The 2018 National Rural Crime Survey has been launched to spearhead greater recognition and understanding of the problems and impact of crime in rural communities.
The last survey was launched in 2015 and it revealed the huge cost of crime to rural communities – at £800 million per year.
It showed rural communities, including many farmers, fear crime, with chronic under-reporting, anger and frustration at the police and government.
13,000 people responded to give their impressions of crime and anti-social behaviour in 2015.
This year’s survey wants to know the true picture of crime and anti-social behaviour in rural communities across England and Wales – and the impact it has.
The survey is being carried out by the National Rural Crime Network. The organisation brings together Police and Crime Commissioners, police forces and organisations that play a key role in rural communities – including the CLA, the NFU and the Countryside Alliance.
The Network’s Chair is Julia Mulligan said the 2015 survey uncovered some “difficult truths”.
“The aim of the National Rural Crime Network is to see greater recognition and understanding of the problems and impact of crime in rural communities so more can be done to help them be safe – and feel safe,” Ms Mulligan said.

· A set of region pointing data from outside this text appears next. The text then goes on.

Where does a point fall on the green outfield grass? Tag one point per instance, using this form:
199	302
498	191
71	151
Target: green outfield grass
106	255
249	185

“In order to achieve that, we need to know the true picture of crime and anti-social behaviour that residents and businesses face.
“The 2015 findings uncovered some difficult truths for all those involved in protecting rural areas and now is the right time to see whether lessons have been learnt, whether people are more willing to report the crime they are victims of and if they do indeed feel safer.”
NFU President Minette Batters will urge Chief Constables to ensure farms and rural communities do not become a ‘soft target’ for criminals, in an address to the National Police Chiefs Council.
Mrs Batters will tell a meeting of all the Chief Constables in the country that a consistent and coordinated approach to rural crime is needed to tackle this issue.
Laid out initially in its Combatting Rural Crime report published last year, the NFU continues to urge all police forces to have a dedicated rural police team in order to ensure the countryside is properly policed.
Mrs Batters said: “All manner of rural crimes, whether it is hare-coursing, fly-tipping or theft, severely impact farm businesses and rural communities. Not only does it have economic consequences but these criminals also bring threats, violence and intimidation to the countryside.
“It is crucial that there is a joined-up approach to tackle this issue and that is why the NFU is the leading farming organisation representing its members in the fight against rural crime.
“Engaging with police chiefs, in particular through the National Wildlife Crime Unit, is a prime example of this work and making those at the front line aware of the real cost of crime to farm businesses is essential.
Mrs Batters continued: “A cross-departmental task force would be a step in the right direction to show that all aspects of government are taking this issue extremely seriously.”
The National Rural Crime Survey results will also feed into the National Police Chiefs’ Council’s Rural Affairs National Strategy for 2018-2021 which is due to be launched later this year.